Гермиона поблагодарила Кингсли и села на предложенный стул.

"Не садись на краешек. Садись удобно. Разверни плечи Держись уверенно. Через четверть часа ты будешь свободна. Ты выйдешь на улицу! На улицу".

Гермиона улыбнулась своим мыслям.

— Ты хорошо держишься, Гермиона. Ты всегда была храброй. Я решил поговорить с тобой именно сегодня, для того, чтобы ты не наделала глупостей. Это касается твоих родителей.

Гермиона невольно задержала дыхание.

— Ты помнишь, что власти Австралии скоро должны выслать их в Англию. И я хочу, чтобы ты знала всю правду. Мистера и миссис Грейнджер осмотрели местные специалисты. Поработал с ними и наш. Боюсь, твое вмешательство в память родителей почти необратимо. Ни один из тех легилиментов и целителей, кто работает в Министерстве и в Аврорате, не рискнули восстановить твоим родителям утраченные воспоминания.

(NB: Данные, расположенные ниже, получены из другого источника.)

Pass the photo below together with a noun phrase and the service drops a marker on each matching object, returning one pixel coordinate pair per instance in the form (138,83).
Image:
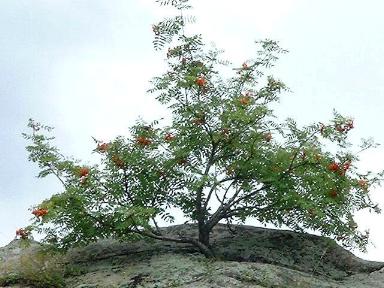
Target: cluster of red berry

Пойми, вмешательство было слишком глубоким. Никто из тех, с кем я говорил, не возьмется за это дело еще и потому, что ты осуждена. Тебе предстоят нелегкие два года. Не наделай глупостей, очень прошу тебя.

— Миона! Тебе сейчас очень тяжело. Но я буду рядом. Я уже поговорил с агентами. Мы снимем тебе квартиру. Деньги есть. И твой адвокат подал апелляцию.

— Спасибо, Кингсли, что вы меня честно предупредили обо всем. Я благодарна, что не скрыли от меня эту тяжелую правду.

«Я говорю достаточно спокойно и логично. Надеюсь, Кингсли мне поверит. В любом случае, находясь под надзором авроров и без своей магии, я ничего не смогу сделать. Пока. Мне нужно время, чтобы самой понять ситуацию, в которой я оказалась. Теперь — Гарри. Успокоить и отвязаться. Джинни из него душу вынет, если будет знать, что он мне помогает. Что мы встречаемся..."

— Спасибо, Гарри. Мне действительно негде жить. Но я должна сама себе снять квартиру, найти работу. Что я буду делать, если ты все сделаешь за меня? Ходить из угла в угол? Нет. Я сейчас доберусь до гостиницы. Деньги на первое время у меня есть. А потом найду работу. Мне нужно что-нибудь делать, иначе я сойду с ума. Но если мне понадобится помощь, ты будешь первым, к кому я обращусь. Ведь ты мой друг.

Гермиона заставила себя улыбнуться, надеясь, что Гарри, как и в школьные годы, не слишком проницателен.

Гарри только улыбнулся в ответ. Весь этот фарс утомил Гермиону сверх всякой меры. Если бы они, Гарри и Кингсли, могли помочь, то помогли бы. А теперь ей никто не поможет. Нужно начинать жить с начала. И делать это только самой.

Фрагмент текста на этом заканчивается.